If, after all of your effort, the company decides that they would rather continue operations as-is, you have to let your conscience and circumstances be your guide on that one. Generally the proper thing to do is leave the company and contact the BSA. But you have to call the shots as you see them - if your employer is your father-in-law or has a title of of "Don", or both, you might want to simply become a very respectful advocate for truly free software and hope you can cop a plea if the company ever gets caught. And do what you're told because Guido can make the BSA boys look like rank amateurs, and a few years in prison with intact kneecaps is better than doing a personal verification to see if cement footwear is waterproof. I mean, I like the water and all, but...
As far as your immediate "what do I do about the computer in front of me" issue... Personally, I have refused and will continue to refuse to install software on company hardware unless it's clearly legal to do so.
I can also say that really easily - I've only had one company ever ask it of me, and they had some serious compliance issues, but the decision was easy. After a long meeting with a few executives about the risks to the company and an honest assessment how much money the company was really "saving", they decided it was best to spend the money on valid licenses and have me remove anything that was not in compliance until we could clear things up.
This was also a financial management company that had a lot of customer data in their possession and processed checks and other monetary instruments by the thousands every day - having the word hit the street that they couldn't count licenses or were knowingly engaging in piracy could lead to an exceptionally unpleasant visit from people far less forgiving than the BSA. They had also never had an IT resource before - each department bought their own software and I was their first foray into a centralized IT "organization", if you want to call a young snot-nosed kid happy to have a folding table in the server room as his desk on his first IT job an "organization".

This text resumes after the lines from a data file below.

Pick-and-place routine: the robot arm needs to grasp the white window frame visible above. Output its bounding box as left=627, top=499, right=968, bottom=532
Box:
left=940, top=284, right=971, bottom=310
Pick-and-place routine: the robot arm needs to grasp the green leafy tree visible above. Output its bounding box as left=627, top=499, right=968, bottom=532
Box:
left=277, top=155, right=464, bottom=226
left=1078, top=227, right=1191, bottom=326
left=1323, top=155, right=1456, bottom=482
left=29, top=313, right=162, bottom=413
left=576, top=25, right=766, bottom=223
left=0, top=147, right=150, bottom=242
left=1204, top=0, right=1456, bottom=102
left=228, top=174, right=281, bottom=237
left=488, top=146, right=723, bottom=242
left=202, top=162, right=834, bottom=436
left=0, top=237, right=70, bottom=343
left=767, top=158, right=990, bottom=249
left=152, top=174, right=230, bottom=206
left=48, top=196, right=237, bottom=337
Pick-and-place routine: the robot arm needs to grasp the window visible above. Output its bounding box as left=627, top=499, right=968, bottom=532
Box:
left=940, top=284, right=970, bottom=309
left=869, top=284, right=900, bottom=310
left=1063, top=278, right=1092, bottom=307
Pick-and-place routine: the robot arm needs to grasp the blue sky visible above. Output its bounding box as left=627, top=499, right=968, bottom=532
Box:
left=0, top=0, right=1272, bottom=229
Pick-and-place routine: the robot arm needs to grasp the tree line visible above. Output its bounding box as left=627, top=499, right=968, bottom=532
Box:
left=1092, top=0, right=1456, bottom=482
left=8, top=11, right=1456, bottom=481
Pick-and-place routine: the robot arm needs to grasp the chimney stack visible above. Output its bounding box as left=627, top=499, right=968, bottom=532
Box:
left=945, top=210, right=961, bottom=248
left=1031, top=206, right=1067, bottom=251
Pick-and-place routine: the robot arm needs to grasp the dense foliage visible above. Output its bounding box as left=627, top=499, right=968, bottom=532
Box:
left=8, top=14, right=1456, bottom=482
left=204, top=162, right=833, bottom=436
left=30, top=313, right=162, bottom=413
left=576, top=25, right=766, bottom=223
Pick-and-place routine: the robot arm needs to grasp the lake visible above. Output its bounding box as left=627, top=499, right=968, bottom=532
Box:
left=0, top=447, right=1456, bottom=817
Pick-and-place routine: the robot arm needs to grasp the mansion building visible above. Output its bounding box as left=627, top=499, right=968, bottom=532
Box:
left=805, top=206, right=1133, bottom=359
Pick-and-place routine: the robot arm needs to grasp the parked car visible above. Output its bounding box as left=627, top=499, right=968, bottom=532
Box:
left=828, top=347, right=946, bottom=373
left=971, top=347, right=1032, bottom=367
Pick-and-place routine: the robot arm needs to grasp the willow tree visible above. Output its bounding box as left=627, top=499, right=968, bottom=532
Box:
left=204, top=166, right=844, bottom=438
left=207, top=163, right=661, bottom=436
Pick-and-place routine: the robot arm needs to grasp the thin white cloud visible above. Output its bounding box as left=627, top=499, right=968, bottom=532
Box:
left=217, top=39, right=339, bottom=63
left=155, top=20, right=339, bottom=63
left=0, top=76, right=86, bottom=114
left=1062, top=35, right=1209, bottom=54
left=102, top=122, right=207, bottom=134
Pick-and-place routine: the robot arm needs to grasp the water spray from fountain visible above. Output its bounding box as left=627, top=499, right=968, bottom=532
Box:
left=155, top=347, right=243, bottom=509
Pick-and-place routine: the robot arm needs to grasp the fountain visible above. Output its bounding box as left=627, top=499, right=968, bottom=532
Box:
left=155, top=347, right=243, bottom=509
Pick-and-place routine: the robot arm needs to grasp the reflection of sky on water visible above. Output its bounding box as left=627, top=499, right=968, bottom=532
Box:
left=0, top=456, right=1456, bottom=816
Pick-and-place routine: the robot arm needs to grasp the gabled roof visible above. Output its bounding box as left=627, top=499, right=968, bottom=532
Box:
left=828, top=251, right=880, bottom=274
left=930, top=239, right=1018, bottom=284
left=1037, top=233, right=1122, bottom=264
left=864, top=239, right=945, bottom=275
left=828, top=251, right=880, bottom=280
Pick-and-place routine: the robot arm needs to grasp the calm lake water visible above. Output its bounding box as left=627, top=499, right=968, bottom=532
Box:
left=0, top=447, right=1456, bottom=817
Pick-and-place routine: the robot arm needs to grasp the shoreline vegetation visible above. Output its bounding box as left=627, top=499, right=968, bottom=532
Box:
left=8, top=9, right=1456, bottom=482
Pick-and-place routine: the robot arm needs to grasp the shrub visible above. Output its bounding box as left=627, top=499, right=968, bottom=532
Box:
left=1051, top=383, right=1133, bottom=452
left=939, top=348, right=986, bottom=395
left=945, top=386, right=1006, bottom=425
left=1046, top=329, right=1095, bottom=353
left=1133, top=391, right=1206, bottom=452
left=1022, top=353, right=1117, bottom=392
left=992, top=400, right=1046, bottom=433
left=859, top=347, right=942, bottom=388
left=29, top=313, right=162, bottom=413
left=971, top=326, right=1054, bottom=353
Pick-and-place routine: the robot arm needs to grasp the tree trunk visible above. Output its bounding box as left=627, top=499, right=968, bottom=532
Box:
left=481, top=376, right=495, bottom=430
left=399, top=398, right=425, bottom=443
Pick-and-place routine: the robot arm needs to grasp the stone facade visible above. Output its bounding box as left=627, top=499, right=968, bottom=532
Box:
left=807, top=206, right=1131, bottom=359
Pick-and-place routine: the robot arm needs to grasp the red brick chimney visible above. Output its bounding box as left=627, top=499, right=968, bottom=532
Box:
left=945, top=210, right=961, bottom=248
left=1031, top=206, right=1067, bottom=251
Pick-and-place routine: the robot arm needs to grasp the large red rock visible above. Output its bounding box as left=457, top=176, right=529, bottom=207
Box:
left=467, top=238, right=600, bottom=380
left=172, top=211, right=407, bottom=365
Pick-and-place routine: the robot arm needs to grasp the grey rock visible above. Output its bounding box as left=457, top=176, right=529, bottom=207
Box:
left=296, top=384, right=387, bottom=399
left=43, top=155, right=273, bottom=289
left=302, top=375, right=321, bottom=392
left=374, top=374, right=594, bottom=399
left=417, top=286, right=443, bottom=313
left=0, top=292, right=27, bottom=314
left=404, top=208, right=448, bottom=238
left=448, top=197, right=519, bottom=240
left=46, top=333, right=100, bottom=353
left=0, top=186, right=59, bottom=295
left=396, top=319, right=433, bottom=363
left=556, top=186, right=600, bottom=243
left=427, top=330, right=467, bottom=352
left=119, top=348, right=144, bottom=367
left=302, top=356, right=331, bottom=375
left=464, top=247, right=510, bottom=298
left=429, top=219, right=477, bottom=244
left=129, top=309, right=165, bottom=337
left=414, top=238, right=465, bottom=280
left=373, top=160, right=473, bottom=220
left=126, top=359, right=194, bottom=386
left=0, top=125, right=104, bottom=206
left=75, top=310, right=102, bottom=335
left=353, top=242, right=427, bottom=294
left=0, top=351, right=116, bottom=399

The uninstall/buy/reinstall process was VERY ugly, but at the end we had a fully compliant company with a clear sheet of purchased licenses and a clean process for transferring licenses from computer to computer, and all the install media was locked away. I won't say we hit 100%, people still brought in pirated software (this was in the Windows 3.11 days, much harder to prevent it back then). But we had pretty clear documentation that we were doing our best to keep things clean.

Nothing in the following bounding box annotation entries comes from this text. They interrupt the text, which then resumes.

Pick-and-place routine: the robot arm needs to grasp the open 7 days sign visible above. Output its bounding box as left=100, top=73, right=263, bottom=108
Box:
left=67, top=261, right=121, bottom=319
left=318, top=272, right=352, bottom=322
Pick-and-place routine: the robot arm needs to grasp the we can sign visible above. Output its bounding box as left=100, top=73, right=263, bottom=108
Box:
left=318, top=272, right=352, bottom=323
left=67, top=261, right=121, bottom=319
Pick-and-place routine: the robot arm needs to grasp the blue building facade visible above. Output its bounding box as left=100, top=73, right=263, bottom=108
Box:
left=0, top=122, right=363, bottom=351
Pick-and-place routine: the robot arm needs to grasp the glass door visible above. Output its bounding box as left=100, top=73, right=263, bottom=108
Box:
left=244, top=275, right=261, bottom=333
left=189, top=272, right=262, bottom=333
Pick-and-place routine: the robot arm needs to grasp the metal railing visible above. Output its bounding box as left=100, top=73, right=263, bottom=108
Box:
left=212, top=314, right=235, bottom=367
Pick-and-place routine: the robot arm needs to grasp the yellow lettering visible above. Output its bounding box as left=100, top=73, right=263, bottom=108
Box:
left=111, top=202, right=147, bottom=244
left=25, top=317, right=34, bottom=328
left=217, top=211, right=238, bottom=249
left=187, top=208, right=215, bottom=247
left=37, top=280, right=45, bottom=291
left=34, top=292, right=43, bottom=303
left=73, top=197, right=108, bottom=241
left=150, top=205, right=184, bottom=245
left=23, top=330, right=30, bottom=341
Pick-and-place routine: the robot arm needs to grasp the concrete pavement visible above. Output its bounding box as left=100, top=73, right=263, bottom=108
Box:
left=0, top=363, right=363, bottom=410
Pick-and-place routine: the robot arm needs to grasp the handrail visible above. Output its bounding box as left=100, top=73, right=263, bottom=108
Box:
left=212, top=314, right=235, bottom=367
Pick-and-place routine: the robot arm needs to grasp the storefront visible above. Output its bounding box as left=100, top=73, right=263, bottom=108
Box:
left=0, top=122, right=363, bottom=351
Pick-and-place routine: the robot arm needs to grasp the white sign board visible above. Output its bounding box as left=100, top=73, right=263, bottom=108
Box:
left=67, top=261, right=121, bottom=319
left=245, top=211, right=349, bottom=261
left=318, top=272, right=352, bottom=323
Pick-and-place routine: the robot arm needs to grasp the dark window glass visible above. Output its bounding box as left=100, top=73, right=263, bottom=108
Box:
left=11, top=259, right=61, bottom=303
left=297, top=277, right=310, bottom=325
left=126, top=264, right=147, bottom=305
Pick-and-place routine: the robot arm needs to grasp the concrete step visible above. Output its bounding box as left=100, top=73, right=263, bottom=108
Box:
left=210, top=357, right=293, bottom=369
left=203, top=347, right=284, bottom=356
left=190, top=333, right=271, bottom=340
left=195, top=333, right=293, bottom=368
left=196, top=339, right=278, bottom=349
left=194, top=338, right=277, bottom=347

OK, so if people don't know any better, how is the consent going to be considered "informed" in any way?
I understand your point, but problem cannot be solved through consent if the users don't understand what they are consenting to. And if they understood what they were consenting to, they'd know they ALREADY HAVE the tools to block cookies if they want to.

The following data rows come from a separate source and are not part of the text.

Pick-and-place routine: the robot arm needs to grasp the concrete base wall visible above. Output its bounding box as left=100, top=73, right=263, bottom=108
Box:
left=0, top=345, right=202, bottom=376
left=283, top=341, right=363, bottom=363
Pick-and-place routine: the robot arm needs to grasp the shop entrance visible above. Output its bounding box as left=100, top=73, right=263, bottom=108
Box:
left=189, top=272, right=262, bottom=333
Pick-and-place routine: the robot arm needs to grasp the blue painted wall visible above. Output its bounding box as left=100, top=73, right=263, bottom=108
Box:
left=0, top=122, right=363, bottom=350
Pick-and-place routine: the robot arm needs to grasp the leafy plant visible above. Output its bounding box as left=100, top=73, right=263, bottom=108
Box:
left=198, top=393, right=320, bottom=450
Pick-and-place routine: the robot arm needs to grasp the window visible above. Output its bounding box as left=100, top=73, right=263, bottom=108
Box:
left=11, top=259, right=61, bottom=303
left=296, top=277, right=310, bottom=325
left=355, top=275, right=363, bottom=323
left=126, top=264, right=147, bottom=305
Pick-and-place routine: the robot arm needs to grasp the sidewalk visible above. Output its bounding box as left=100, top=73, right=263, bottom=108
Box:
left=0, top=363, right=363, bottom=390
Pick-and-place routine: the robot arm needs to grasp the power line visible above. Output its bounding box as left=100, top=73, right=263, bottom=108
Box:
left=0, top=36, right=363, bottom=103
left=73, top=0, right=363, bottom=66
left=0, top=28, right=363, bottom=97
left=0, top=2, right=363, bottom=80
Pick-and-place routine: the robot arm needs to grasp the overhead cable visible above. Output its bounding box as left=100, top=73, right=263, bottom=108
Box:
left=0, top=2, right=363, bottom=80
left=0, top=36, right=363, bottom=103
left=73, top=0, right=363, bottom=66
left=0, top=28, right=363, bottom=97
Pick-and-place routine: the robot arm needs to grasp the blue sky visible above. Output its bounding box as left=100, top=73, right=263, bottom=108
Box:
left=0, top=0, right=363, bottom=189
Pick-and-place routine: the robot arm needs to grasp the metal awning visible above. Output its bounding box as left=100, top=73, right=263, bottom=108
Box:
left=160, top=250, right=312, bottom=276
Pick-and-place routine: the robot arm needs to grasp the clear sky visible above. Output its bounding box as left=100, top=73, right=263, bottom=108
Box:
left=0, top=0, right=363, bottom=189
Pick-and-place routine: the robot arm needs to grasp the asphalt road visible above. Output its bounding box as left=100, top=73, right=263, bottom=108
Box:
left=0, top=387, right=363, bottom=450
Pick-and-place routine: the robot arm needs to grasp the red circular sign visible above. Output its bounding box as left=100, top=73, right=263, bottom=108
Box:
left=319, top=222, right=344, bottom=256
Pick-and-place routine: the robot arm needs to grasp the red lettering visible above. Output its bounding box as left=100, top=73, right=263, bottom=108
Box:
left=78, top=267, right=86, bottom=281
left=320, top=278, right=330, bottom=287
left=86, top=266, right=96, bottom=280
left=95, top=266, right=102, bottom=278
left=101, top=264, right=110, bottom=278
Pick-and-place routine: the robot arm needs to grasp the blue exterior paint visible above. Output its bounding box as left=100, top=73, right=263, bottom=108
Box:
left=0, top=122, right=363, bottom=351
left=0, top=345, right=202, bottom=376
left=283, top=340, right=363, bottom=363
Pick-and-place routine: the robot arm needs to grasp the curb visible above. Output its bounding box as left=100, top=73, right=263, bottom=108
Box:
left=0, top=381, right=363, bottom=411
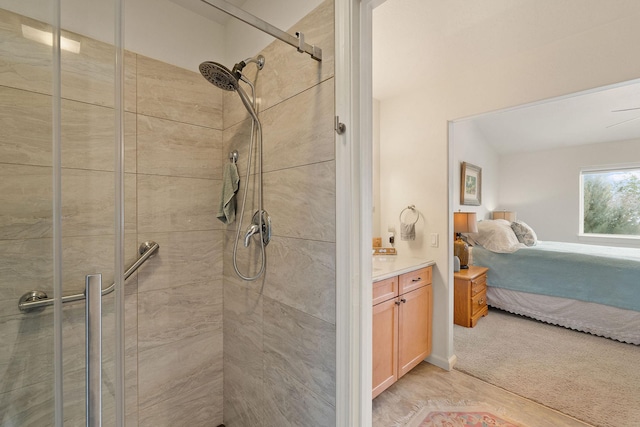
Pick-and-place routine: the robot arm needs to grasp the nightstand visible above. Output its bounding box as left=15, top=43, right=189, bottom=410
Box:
left=453, top=265, right=489, bottom=328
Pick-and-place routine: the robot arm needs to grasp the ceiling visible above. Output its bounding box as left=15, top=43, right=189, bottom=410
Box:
left=373, top=0, right=640, bottom=152
left=469, top=81, right=640, bottom=153
left=169, top=0, right=247, bottom=25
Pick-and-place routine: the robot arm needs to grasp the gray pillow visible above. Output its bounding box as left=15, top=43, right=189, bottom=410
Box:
left=511, top=220, right=538, bottom=246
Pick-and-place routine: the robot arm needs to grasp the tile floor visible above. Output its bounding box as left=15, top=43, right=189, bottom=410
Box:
left=373, top=362, right=590, bottom=427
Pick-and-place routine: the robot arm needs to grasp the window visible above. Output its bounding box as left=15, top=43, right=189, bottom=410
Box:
left=580, top=167, right=640, bottom=237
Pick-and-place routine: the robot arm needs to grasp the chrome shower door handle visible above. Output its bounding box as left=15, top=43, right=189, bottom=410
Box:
left=85, top=274, right=102, bottom=427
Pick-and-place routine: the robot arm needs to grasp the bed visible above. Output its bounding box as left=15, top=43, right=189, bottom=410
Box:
left=468, top=220, right=640, bottom=345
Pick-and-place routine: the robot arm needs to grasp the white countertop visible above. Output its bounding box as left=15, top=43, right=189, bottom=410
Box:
left=372, top=255, right=435, bottom=282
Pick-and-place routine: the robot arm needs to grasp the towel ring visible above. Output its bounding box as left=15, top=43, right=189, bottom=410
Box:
left=229, top=150, right=238, bottom=163
left=399, top=205, right=420, bottom=225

You can easily simulate the effectiveness and impact of this new law.
Pick 100 people who call their desktop computer case "the hard drive". Ask all of them if they know what a third-party cookie is and eliminate anyone who doesn't say something about frosting. I mean no insult to inexperienced computer users here - but you need to find people "who don't know any better".
Put them in front of a fresh install of {Firefox, Opera, IE} with "ask about every cookie" turned on.
After two hours, you'll experience one of four behaviors:
1. The cleverest will simply find a way to turn the prompts off and leave cookies on. You'll get a lot more of these if you leave a 10-year-old kid in the room. 2. Some will say "no" every time, and will complain that the Internet has a lot of problems, can't seem to remember things, and why are they being asked about dessert all the time? 3. Some will say "yes" every time and simply gripe about all the stupid boxes asking permission for cookies all the time. But at least the Internet remembers things. 4. Some will see their first prompt and get educated. Again, see the point about having a 10-year-old in the room. Those who gain an understanding about the various uses for cookies will make an informed choice on every cookie for every site. Am I at yro.slashdot and I'm getting a cookie for login.slashdot? That's probably good. Am I getting a cookie for ads.thetrackingcompany? Probably not so good, depending on your personal feelings on tracking. They will make a nuanced, informed decisions about each cookie.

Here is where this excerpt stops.